Reranking, Because Top-K Is Not the Answer

A retrieval pass gives a clean candidate set. It does not, on its own, give a clean ranking of that set. The closest result in embedding space is not always the one that best answers the question — it is the one closest in a related but weaker sense.

So we add a second pass. Each candidate is rescored against the query with a model that considers the two jointly, rather than judging them by their independent representations. This second pass is the difference between the answering model reasoning over the right evidence and the almost right evidence, and it only runs over the small set the first pass already narrowed, so the precision gain comes cheaply.

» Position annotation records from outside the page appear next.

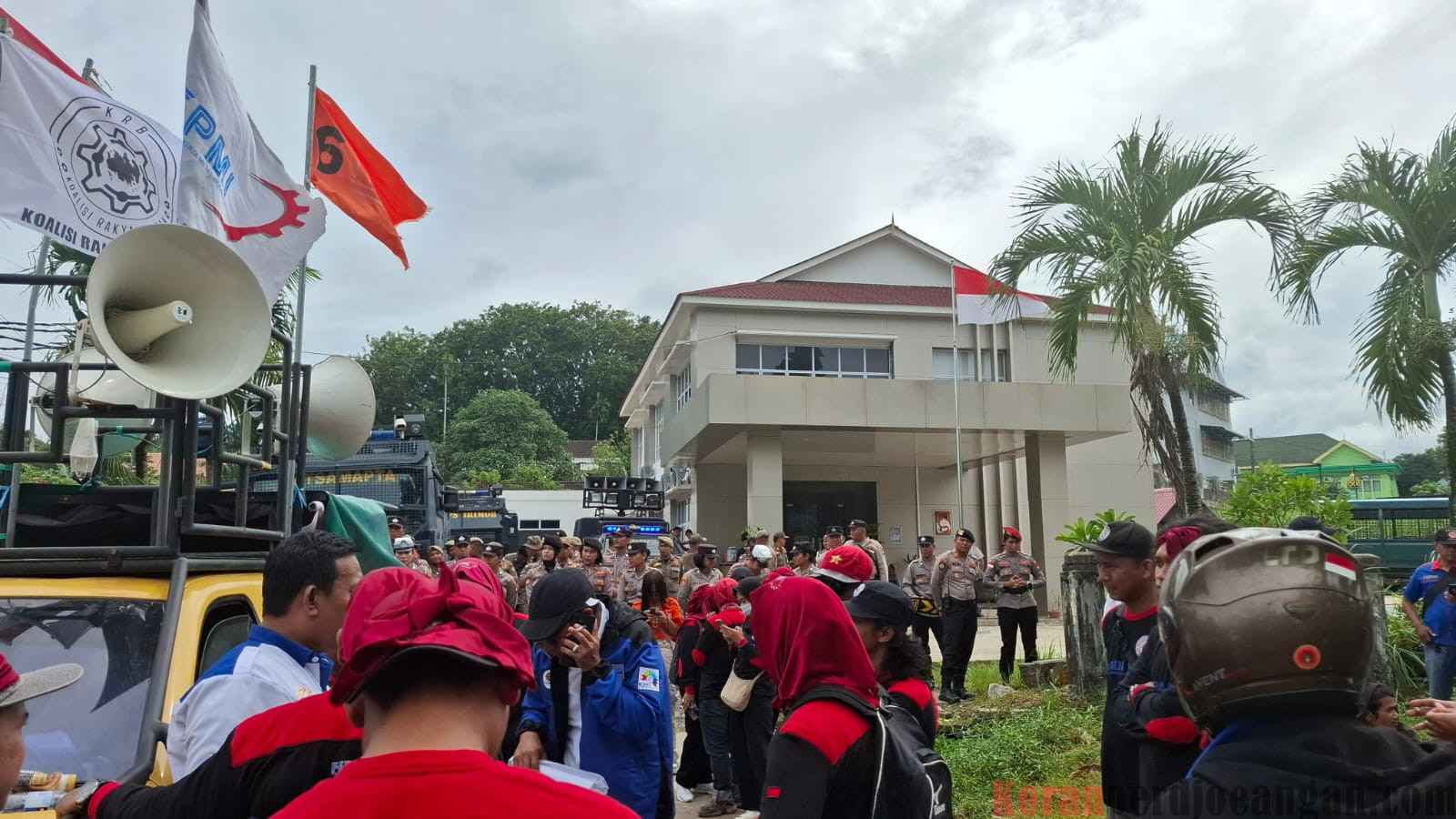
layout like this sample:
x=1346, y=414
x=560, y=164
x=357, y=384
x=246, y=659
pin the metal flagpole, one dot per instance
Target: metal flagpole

Conversational Continuity Without Polluting Retrieval

Operators ask follow-up questions. "What was that vehicle doing?" is a natural turn three of a conversation.

The standard fix is to dump chat history into the query, which works against retrieval rather than for it. So we instead rewrite the current turn into a standalone form using the prior context, and that rewritten query is what reaches the retriever. Chat history shapes the question — it does not contaminate the retrieval signal.

What This Architecture Actually Buys

For an operator, the experience is that questions about long video feel less like prompting a language model and more like searching a structured artifact:

  • Answers return in well under the time it would take the VLM to re-watch the video, because it never re-watches it.
  • Every answer carries the timestamps it was grounded in.
  • Term-specific queries reach the right evidence, because the lexical signal is there to catch what the semantic signal would have over-smoothed.
  • The top of the candidate list is governed by a model that sees the query and the evidence together.
  • Follow-up questions work, and they do not poison the retrieval signal underneath.

For the system, the architecture is what makes the VLM never run at query time. Mikshi Analyze does its expensive work once, when the video is processed. The retrieval layer takes that work apart and answers questions out of it. The VLM produces evidence; it does not retrieve it.

This split — heavy model up front, indexed structure underneath, hybrid retrieval and a precision pass on top — is what lets the system scale from one video to thousands of hours of video without per-query cost growing with the size of the archive.

Why It Matters

A lot of "video chat" products work the way early "chat with your PDF" products did: feed everything to the model, hope it answers, pay for it on every turn. That works in a demo. It does not work when the video is long, the questions are operationally specific, and the answer has to be defensible.

Mikshi Analyze is built for the second regime. The video is too long to re-watch on every query; the questions span both semantic and literal modes; the answers have to point at evidence. So the system distills the video once into structured evidence, indexes that evidence with both a semantic and a lexical signal, sharpens the top of the ranked list with a precision pass, and lets the language model do what it is good at — synthesizing what is already grounded in front of it.